3. Activate the commit-message hook
git config core.hooksPath .githooks
4. Create your configuration file
cp config/config.example.yaml config/config.yaml
# or just run: arcgis-graph setup
Running tests
pytest tests/ -v
Performance & Architecture Notes
Graph Traversal
The query BFS uses collections.deque for O(1) popleft (O(V+E) total).
Seed items not found in the cached GML file are fetched live in parallel via
ThreadPoolExecutor (default 10 workers, configurable via fetch_workers
on ItemGraphQuery).
Update Hydration
ItemGraphUpdater hydrates all cached graph nodes concurrently using
ThreadPoolExecutor (default 10 workers, configurable via hydration_workers).

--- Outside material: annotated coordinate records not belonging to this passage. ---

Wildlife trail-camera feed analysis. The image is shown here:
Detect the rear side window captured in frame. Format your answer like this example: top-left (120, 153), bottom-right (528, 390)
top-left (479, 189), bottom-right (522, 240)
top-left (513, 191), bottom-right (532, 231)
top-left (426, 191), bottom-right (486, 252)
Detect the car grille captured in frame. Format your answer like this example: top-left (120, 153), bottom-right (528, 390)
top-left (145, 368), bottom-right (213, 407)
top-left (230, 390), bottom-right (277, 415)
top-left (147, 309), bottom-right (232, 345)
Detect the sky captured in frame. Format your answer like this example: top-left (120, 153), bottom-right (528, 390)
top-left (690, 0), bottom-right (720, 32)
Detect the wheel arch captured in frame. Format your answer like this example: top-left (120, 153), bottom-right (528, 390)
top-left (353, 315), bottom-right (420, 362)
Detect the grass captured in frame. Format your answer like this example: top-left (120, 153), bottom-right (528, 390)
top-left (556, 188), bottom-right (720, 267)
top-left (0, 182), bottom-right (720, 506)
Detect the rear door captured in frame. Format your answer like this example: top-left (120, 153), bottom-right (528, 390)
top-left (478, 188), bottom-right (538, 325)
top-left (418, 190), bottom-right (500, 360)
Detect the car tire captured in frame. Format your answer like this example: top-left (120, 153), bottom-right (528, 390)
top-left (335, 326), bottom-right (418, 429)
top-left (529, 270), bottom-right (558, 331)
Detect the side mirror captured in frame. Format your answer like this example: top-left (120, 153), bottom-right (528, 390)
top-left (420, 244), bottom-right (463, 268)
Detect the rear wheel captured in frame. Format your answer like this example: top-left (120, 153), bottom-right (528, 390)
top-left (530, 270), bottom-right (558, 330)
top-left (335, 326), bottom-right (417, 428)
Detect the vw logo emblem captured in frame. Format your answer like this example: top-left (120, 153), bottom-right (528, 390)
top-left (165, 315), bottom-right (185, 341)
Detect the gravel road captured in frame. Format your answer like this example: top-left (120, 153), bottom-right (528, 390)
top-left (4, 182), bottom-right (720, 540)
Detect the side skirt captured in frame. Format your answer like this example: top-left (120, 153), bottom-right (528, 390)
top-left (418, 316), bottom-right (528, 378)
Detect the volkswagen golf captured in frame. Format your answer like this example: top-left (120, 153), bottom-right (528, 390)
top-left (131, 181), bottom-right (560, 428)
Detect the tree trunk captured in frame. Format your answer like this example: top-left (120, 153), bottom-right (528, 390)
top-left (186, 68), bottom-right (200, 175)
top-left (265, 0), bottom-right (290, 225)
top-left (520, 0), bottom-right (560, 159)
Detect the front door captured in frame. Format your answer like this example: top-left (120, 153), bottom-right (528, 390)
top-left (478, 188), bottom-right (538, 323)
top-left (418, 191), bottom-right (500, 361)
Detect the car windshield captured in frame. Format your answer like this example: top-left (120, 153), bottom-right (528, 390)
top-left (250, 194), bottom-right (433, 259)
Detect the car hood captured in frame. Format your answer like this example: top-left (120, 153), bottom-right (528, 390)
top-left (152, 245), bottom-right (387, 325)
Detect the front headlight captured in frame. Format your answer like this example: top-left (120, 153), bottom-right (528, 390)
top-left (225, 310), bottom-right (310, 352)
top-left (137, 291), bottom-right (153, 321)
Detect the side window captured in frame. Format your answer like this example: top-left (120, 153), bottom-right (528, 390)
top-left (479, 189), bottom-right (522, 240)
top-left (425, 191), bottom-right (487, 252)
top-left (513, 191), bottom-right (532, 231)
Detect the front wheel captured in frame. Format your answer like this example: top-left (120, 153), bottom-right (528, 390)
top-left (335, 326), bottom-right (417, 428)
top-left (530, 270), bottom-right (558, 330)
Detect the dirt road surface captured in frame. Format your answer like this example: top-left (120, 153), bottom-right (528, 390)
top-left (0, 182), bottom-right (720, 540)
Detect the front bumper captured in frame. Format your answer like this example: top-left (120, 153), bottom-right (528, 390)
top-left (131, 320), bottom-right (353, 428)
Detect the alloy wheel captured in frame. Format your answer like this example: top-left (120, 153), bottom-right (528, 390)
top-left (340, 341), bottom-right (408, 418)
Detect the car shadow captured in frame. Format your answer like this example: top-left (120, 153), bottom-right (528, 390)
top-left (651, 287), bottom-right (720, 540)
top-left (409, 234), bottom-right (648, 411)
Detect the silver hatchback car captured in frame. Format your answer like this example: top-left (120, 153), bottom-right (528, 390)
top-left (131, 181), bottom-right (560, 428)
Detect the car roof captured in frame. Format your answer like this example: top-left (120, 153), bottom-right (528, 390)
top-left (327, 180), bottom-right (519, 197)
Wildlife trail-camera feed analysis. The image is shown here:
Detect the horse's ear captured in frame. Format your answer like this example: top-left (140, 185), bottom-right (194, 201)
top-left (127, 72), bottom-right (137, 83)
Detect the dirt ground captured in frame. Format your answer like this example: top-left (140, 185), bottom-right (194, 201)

Graph mutations (node removal) happen serially on the main thread after all
fetches complete. The modified-items search enforces a max_items cap (defaults
to create.max_items from config) and warns when results may be truncated.
Timestamps
All timestamps are stored in milliseconds with sub-second precision
(int(t.timestamp() * 1000)).
Excel Reports
ItemGraphReporter.to_excel() builds all three sheets from a single pass
through to_dataframe() — node.contains() is called once per node.